FDR Extemporaneous Remarks, Toccoa, March 23, 1938
Informal Extemporaneous Remarks of
President Roosevelt, Toccoa, Ga.
March 23, 1938
[Roosevelt’s train made a brief stop in Toccoa, where he made the following remarks from the rear platform before moving on to Gainesville to deliver a major speech, then on to Warm Springs for a vacation.]
The Governor handed me the microphone and I told him that I did no think I needed it.
I am nearly six months late. I intended to come down back to Georgia last autumn, but I had a bad tooth, which is a very human feeling, so I could not get down last November, bu there I am again.
I am going to have a ten days’ holiday. I am going to spend most of the time sleeping, (laughter) because, as you probably know, with forty-eight states to think about up there in Washington, I ought to have forty-eight hours in every day. Somehow it does not work out that way and even though I do stay up until midnight or one o’clock in the morning pretty nearly every night in Washington, I manage to get by with it if occasionally I can come down to Georgia.

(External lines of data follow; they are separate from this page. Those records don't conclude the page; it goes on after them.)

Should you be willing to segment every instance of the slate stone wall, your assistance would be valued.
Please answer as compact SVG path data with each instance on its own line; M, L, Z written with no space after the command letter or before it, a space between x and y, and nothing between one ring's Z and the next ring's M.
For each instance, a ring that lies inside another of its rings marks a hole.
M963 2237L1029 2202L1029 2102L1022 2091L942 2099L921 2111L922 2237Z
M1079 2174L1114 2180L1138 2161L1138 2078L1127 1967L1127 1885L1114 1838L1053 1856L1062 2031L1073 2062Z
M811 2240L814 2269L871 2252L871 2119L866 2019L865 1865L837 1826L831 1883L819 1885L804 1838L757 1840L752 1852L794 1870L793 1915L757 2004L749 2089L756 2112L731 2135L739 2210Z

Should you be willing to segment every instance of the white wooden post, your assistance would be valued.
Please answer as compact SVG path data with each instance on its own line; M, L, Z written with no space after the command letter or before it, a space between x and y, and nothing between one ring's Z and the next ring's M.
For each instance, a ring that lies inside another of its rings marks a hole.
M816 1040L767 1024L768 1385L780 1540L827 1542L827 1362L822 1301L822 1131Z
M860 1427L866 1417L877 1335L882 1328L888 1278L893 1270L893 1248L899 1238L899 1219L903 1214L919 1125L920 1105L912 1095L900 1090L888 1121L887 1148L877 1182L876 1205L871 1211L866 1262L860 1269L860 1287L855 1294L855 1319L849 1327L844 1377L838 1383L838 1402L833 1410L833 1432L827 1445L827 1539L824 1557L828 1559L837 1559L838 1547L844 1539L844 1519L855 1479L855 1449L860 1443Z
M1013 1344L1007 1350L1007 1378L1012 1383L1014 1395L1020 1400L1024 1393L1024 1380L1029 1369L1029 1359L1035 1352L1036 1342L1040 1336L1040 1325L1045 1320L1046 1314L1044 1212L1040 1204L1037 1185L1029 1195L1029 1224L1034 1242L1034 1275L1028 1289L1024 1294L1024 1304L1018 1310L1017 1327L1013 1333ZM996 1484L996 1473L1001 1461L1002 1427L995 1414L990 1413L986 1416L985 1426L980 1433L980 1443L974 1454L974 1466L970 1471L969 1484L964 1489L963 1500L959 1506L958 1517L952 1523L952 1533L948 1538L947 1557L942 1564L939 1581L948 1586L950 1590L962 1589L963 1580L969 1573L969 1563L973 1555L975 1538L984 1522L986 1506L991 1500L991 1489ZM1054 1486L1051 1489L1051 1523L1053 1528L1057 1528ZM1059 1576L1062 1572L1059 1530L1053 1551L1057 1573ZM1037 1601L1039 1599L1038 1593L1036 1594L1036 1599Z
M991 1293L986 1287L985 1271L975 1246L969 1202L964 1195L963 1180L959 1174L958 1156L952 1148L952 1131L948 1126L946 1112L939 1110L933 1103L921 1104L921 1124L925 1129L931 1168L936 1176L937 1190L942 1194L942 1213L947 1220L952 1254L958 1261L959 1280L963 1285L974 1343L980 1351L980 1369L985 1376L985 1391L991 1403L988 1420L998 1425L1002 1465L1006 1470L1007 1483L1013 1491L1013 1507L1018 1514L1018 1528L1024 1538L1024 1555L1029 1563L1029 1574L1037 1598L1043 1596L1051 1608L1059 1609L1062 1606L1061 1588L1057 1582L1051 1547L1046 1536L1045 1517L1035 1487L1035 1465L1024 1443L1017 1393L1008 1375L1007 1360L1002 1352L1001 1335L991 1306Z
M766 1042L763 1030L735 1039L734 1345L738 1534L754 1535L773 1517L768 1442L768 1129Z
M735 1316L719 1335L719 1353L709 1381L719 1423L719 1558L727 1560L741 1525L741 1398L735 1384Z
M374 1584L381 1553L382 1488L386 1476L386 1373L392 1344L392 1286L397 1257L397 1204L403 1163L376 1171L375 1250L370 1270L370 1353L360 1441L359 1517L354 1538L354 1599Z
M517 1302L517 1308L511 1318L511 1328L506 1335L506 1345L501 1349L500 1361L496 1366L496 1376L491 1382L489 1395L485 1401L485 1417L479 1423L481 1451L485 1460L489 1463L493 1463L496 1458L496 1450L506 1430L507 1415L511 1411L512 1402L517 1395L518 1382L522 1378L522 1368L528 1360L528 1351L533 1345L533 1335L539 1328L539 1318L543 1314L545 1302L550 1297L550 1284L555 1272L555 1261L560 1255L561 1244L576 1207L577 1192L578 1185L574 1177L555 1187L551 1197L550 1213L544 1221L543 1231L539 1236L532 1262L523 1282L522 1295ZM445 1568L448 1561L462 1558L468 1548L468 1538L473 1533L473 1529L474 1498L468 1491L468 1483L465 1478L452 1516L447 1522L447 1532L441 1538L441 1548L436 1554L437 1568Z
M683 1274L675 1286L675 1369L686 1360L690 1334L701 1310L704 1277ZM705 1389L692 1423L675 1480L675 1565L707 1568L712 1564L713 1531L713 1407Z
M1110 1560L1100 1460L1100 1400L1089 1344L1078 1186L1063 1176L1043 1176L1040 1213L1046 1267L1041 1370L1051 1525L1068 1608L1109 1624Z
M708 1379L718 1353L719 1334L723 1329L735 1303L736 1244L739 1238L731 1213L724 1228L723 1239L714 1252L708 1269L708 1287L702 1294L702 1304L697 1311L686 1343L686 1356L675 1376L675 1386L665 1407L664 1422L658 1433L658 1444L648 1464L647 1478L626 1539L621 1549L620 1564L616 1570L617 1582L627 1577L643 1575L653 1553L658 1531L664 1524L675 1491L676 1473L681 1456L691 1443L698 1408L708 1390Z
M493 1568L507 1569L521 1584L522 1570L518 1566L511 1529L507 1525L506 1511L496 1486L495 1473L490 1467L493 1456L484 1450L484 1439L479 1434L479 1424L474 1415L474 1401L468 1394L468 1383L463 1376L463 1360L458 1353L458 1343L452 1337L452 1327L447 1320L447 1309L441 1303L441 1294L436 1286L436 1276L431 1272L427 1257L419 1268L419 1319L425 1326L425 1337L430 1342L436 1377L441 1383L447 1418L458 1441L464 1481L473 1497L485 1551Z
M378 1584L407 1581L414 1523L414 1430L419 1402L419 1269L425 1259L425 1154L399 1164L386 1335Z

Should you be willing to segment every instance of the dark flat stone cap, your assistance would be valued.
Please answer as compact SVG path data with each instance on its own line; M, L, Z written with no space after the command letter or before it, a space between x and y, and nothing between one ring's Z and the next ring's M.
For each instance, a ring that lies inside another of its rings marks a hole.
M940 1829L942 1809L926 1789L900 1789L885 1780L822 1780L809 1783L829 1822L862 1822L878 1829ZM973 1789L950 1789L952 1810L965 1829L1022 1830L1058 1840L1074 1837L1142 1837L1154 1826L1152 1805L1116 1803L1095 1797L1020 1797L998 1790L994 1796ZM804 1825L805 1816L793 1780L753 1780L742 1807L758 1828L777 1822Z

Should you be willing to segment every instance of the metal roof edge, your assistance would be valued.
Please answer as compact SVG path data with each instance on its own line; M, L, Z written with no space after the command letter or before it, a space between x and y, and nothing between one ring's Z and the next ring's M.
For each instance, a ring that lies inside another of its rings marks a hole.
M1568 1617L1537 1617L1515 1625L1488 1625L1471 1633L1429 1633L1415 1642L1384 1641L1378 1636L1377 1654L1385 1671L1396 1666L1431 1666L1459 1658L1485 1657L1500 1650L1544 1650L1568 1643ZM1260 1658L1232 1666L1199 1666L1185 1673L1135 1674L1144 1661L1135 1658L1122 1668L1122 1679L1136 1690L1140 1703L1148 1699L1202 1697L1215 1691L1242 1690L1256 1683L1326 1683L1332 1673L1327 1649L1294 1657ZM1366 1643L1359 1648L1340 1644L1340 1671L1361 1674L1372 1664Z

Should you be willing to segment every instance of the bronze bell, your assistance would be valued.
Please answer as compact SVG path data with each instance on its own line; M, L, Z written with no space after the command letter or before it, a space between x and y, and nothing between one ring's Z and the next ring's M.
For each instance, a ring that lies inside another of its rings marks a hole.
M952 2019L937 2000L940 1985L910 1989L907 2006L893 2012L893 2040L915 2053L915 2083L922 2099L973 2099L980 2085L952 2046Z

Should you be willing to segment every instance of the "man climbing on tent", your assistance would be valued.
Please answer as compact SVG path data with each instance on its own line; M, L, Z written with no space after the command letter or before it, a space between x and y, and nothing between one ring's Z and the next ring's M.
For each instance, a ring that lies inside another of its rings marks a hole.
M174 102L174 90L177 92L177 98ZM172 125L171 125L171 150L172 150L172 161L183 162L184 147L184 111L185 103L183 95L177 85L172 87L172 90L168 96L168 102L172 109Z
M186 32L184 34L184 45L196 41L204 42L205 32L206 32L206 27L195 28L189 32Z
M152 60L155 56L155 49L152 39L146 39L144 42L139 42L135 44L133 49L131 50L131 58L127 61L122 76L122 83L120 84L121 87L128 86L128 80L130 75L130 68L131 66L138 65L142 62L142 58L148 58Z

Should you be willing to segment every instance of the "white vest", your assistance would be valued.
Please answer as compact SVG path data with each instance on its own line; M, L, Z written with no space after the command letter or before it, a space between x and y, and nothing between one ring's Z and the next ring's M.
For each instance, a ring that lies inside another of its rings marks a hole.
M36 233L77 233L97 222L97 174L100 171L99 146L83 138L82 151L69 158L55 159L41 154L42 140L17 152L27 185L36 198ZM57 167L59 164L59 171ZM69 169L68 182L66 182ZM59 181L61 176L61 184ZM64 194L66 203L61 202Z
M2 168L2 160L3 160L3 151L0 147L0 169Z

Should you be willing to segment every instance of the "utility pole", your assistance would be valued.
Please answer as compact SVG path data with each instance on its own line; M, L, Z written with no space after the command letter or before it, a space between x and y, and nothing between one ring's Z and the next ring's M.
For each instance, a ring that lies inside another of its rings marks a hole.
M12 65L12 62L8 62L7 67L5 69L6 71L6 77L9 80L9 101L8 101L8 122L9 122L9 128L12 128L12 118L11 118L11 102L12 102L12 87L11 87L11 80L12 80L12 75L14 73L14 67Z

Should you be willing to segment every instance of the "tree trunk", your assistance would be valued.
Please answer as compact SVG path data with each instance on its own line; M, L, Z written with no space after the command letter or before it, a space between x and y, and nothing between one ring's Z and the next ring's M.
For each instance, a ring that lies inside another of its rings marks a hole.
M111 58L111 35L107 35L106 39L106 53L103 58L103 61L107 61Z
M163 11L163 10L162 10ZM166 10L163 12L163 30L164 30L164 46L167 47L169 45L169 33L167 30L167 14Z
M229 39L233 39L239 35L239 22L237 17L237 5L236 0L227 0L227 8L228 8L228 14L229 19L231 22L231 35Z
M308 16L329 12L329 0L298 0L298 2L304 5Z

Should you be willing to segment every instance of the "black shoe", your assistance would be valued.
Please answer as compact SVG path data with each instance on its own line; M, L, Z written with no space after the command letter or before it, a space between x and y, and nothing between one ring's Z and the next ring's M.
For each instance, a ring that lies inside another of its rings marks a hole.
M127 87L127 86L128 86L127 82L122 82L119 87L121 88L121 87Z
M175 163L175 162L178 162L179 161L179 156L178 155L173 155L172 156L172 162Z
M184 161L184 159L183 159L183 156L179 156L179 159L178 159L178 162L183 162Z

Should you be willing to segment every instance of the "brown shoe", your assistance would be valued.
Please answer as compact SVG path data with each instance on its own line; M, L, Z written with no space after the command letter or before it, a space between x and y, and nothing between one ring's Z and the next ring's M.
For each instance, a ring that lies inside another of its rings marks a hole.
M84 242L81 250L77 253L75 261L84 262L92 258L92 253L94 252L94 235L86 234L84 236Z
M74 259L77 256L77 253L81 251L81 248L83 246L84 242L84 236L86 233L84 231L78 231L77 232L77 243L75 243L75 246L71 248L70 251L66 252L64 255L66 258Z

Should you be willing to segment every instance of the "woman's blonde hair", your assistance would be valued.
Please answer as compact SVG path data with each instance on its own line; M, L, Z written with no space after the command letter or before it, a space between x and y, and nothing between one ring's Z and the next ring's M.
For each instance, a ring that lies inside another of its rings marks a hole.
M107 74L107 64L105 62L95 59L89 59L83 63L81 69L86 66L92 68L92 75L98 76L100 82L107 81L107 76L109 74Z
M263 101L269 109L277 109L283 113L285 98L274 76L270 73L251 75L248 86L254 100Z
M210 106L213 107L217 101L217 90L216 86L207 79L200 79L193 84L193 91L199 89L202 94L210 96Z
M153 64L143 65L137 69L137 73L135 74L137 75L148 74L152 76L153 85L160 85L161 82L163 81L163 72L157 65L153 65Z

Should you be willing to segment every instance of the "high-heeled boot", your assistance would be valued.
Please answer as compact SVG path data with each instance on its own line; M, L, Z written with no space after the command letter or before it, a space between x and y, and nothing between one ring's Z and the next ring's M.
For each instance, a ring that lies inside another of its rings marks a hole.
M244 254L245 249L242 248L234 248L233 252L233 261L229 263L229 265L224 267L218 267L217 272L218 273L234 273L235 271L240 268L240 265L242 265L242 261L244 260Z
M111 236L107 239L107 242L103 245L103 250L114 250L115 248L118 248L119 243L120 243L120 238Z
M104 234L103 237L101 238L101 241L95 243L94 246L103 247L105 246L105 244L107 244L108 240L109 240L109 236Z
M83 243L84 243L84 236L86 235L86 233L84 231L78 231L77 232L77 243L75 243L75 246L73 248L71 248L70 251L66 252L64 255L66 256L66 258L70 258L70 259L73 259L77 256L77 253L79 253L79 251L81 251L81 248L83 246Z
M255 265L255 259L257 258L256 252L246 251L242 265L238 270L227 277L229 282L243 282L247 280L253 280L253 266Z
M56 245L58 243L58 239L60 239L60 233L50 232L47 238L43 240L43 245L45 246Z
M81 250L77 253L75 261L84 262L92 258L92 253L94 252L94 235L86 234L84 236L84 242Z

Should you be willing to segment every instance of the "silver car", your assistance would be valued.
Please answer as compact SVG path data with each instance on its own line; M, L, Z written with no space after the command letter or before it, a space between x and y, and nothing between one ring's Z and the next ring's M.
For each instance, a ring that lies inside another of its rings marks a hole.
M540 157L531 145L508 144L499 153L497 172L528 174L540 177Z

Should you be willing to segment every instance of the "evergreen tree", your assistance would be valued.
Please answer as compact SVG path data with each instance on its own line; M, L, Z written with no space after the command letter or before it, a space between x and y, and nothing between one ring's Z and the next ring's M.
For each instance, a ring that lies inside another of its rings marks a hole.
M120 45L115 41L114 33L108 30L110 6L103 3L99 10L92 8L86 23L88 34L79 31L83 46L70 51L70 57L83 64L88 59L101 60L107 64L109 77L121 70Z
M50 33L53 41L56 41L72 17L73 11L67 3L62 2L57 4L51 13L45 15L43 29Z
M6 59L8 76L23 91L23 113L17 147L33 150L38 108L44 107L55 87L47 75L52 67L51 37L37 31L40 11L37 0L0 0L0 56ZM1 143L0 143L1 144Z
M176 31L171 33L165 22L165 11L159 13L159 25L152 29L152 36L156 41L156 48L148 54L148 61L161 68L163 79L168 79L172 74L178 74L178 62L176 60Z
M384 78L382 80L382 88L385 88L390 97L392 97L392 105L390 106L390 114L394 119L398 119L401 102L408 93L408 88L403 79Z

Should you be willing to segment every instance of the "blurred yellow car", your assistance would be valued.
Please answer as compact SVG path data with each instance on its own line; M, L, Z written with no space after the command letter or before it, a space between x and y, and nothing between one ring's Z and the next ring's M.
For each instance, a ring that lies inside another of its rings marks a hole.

So, it is good to see you all at the beginning of this holiday I am getting. I expect also while I am down here to look into some of the problems of this State; in a holiday spirit to talk to people, to talk to my neighbors about the problems of agriculture, to talk to people who are engaged in running stores, drugstores and general stores and factories, about the problems of this part of the country.
I do not have to tell you that I am very deeply interested in the State of Georgia. You go hand in hand with the rest of the Nation. If anything happens to you, it hurts the rest of the Nation, and if anything happens to the rest of the Nation it hurts you. So, we are all in the same boat; we are all plowing the same furrow.
It is good to be back and I hope to see you again very soon because this year I hope there won’t be another tooth and I hope to be able to come back in the fall.